1) Not
checking with the city regarding planned street improvements.
Most
cities will resurface, improve, or significantly change busy thoroughfares at
some point. These changes will clearly affect retail or personal service
providers more than heavy industrial users, but keep in mind that a new median
in a light industrial area can significantly change the way trucks and semis
access even an industrial property.
Road
construction can easily last a full spring or summer. A small retail business
can easily get crushed during the 3 or 4 month period access is restricted to
their customers.
The
solution to this is spending the time to check with the city’s engineering office
about upcoming traffic disruptions. The hour spent at the City prior to making
an offer is well worth the thousands of dollars of potential business
disruptions.
2) Not
buying a building that allows for growth
A result of a successful
business is often the need to grow floor space, storage, production area, etc.

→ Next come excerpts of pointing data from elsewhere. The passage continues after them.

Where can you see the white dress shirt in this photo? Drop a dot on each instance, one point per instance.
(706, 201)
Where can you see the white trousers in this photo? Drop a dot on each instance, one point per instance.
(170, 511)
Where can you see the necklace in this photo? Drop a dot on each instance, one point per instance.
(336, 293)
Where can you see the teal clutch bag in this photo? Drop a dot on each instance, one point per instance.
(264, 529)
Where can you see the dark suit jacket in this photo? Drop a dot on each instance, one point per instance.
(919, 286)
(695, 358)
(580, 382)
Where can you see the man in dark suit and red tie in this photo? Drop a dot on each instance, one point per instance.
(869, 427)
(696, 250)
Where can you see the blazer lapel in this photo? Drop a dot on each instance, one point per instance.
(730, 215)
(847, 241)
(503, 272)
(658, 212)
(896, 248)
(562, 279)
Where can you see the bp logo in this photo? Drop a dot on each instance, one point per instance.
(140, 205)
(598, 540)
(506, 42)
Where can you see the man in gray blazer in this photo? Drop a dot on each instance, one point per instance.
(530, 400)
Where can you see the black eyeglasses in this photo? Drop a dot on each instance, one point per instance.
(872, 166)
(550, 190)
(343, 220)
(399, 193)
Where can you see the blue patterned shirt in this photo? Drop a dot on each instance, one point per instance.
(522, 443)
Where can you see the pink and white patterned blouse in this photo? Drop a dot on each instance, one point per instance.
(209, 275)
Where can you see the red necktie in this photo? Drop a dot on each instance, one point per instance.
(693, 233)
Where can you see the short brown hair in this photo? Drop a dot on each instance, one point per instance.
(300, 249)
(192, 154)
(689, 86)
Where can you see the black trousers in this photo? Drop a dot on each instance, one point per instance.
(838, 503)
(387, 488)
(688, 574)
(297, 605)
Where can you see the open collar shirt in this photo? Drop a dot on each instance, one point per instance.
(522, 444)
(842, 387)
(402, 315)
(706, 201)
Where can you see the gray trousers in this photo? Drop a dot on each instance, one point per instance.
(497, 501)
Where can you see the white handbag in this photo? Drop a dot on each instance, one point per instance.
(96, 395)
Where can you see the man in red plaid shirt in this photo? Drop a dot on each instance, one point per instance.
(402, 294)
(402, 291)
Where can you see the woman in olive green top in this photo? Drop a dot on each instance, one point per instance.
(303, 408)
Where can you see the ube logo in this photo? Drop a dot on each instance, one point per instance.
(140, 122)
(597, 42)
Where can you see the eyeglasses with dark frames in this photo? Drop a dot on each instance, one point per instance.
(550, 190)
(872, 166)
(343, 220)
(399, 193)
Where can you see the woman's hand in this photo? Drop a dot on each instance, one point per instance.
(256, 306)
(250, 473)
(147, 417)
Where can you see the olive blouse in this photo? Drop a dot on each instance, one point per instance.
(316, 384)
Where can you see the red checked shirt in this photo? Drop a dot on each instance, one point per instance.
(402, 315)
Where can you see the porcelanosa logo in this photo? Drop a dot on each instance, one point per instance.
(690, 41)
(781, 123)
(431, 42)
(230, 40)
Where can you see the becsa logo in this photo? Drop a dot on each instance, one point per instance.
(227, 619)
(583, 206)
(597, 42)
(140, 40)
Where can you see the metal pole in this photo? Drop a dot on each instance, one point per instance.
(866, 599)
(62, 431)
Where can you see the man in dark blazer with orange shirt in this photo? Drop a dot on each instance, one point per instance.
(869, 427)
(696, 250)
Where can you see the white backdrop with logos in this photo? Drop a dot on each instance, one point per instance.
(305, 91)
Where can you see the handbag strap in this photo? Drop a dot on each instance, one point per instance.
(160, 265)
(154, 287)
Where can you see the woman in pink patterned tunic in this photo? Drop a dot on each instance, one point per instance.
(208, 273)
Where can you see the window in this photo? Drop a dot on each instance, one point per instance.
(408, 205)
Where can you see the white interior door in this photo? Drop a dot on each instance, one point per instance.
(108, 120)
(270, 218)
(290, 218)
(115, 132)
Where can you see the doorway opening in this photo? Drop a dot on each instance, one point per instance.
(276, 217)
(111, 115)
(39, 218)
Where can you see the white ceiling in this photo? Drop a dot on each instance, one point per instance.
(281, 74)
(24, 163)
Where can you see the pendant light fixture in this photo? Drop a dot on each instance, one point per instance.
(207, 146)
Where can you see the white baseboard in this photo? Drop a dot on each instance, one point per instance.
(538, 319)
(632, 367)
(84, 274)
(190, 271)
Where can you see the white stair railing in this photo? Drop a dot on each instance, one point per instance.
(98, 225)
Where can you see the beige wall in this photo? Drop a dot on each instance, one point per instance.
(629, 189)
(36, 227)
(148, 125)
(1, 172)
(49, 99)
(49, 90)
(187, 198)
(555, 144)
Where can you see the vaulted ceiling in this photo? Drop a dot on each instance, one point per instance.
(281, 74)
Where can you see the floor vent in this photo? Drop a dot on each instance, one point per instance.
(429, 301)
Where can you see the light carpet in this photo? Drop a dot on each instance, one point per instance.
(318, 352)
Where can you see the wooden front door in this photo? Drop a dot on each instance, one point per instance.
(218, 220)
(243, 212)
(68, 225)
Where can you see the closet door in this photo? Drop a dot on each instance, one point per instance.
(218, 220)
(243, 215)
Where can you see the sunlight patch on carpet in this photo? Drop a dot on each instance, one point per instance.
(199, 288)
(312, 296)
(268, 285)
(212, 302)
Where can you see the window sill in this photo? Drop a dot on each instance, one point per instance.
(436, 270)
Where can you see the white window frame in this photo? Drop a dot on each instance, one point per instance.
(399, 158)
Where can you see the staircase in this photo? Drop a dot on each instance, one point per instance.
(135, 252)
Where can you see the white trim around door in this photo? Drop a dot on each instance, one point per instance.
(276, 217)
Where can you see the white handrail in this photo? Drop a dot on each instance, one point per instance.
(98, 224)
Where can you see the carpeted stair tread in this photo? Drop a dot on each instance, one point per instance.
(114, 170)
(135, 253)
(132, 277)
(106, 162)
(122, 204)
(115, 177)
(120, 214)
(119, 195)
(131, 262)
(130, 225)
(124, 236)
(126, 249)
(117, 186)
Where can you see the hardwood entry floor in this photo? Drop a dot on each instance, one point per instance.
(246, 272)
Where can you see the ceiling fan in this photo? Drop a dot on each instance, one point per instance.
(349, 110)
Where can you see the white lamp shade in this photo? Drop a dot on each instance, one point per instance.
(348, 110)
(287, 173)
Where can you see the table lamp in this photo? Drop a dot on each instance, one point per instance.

Buying
a building that does not have enough dirt or ability to expand in some way can
be a bottle neck for continued growth. Commercial property usually takes some
time to sell for full market price, so keep in mind that any building purchased
may stick around for awhile.
To avoid this trap, be
sure to buy a property that has less than a 1 to 5 building/land ratio for
expansion. Another solution is to buy a property that has or could have an
additional tenant sharing the building. The additional rent will support the
building payments while you grow. As lease(s) expire, expansion is an option.
3) Not
putting enough equity into the deal.
This mistake is harder
to do today with the recent recession fresh in lenders’ minds. However I
encourage owner occupants to put as much equity into the deal as possible to
provide a good margin of error. While the general economy probably will not
blow up in the next several years (we hope!), remember that certain industries
are dealing (or will deal) with paradigm shifts and new competitors. Sometimes
having strong balance sheet is the best way to buy time for adaption or
addition of new products or services to maintain profitability. Crushing
principle and interest payments don’t help a business in transition.